To investigate the role of cardiac CT angiography (CCTA) in predicting optimal left atrial appendage (LAA) occluder size and procedure outcome. Thirty-six patients underwent pre-procedural CCTA. CCTA and TEE LAA orifice diameters and perimeters were compared with the implanted device size. CCTA 3D configuration was correlated with procedure outcome. Watchman™ device (N = 18): diameters were 21 ± 4, 26 ± 5 and 25 ± 3mm for TEE, CCTA and inserted device, respectively.

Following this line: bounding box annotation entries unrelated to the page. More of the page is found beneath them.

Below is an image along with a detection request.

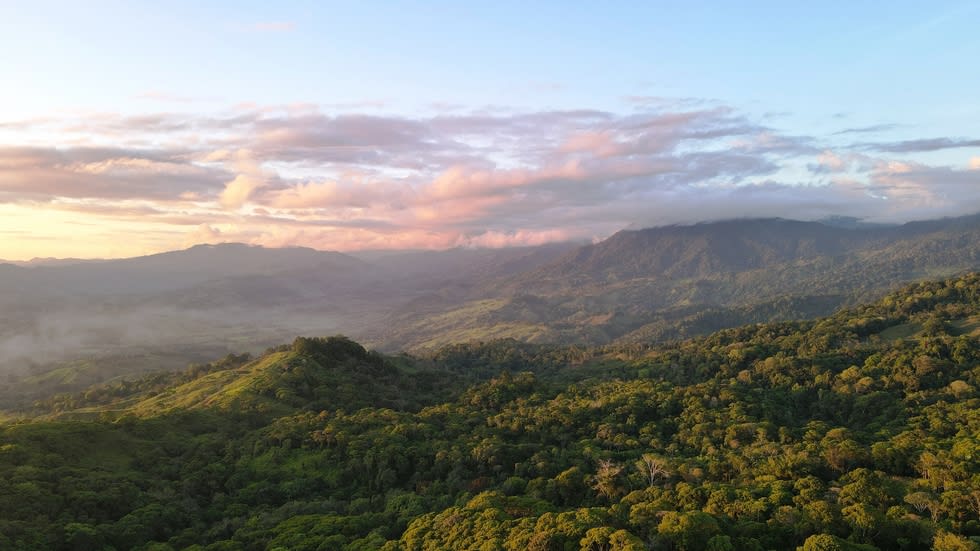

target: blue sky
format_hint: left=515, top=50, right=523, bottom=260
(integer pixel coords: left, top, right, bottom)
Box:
left=0, top=1, right=980, bottom=258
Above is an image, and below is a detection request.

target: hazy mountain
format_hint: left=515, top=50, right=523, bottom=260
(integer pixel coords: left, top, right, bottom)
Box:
left=0, top=216, right=980, bottom=398
left=380, top=216, right=980, bottom=349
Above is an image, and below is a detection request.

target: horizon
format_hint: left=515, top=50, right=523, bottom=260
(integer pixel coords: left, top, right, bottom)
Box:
left=0, top=2, right=980, bottom=262
left=0, top=212, right=980, bottom=266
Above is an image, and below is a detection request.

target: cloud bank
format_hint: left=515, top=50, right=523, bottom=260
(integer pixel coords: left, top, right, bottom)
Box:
left=0, top=101, right=980, bottom=256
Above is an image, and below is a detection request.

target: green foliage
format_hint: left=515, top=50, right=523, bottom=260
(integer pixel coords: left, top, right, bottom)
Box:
left=0, top=275, right=980, bottom=551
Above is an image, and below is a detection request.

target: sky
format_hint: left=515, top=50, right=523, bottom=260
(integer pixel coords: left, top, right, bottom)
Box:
left=0, top=0, right=980, bottom=260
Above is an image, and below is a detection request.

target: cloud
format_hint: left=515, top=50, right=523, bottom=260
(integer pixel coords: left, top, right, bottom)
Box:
left=834, top=123, right=899, bottom=136
left=0, top=98, right=980, bottom=256
left=860, top=138, right=980, bottom=153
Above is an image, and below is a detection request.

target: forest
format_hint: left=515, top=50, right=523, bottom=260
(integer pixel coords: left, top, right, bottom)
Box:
left=0, top=274, right=980, bottom=551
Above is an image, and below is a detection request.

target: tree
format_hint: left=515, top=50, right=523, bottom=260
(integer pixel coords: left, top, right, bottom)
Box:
left=636, top=453, right=670, bottom=486
left=592, top=459, right=623, bottom=501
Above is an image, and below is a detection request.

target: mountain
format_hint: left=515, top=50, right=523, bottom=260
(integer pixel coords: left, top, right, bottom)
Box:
left=0, top=273, right=980, bottom=551
left=377, top=216, right=980, bottom=349
left=0, top=216, right=980, bottom=403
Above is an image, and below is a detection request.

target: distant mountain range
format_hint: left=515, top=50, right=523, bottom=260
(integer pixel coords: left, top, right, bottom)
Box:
left=0, top=211, right=980, bottom=402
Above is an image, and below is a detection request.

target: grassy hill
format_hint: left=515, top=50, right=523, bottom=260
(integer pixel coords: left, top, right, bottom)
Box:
left=0, top=274, right=980, bottom=551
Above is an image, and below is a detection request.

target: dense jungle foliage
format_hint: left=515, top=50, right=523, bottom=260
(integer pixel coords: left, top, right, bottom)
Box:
left=0, top=275, right=980, bottom=551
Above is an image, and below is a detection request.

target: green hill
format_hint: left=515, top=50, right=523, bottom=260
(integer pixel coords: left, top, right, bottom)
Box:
left=0, top=274, right=980, bottom=551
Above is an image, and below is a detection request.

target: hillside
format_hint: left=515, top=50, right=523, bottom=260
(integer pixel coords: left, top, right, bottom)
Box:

Average perimeters were 61 ± 10, 74 ± 8 and 78 ± 11mm for TEE, CCTA and inserted device, respectively. Better agreement with the device size was found for CCTA compared to TEE (Bland-Altman). ACP™ device (N = 15): diameters were 20 ± 5, 25 ± 4 and 23 ± 4 for TEE, CCTA and inserted device, respectively. Average perimeters were 58 ± 11, 72 ± 15 and 72 ± 13mm for TEE, CCTA and inserted device, respectively. Excellent correlation and agreement with the device size was found for CCTA compared to TEE. CCTA perimeter >100mm and "cactus" 3D configuration had a specificity of 96 and 81% respectively for procedure failure. CCTA LAA ostial perimeter predicted better the optimal occluder size as compared with the currently used LAA TEE diameter. Moreover, CCTA 3D data may help in predicting potential complications.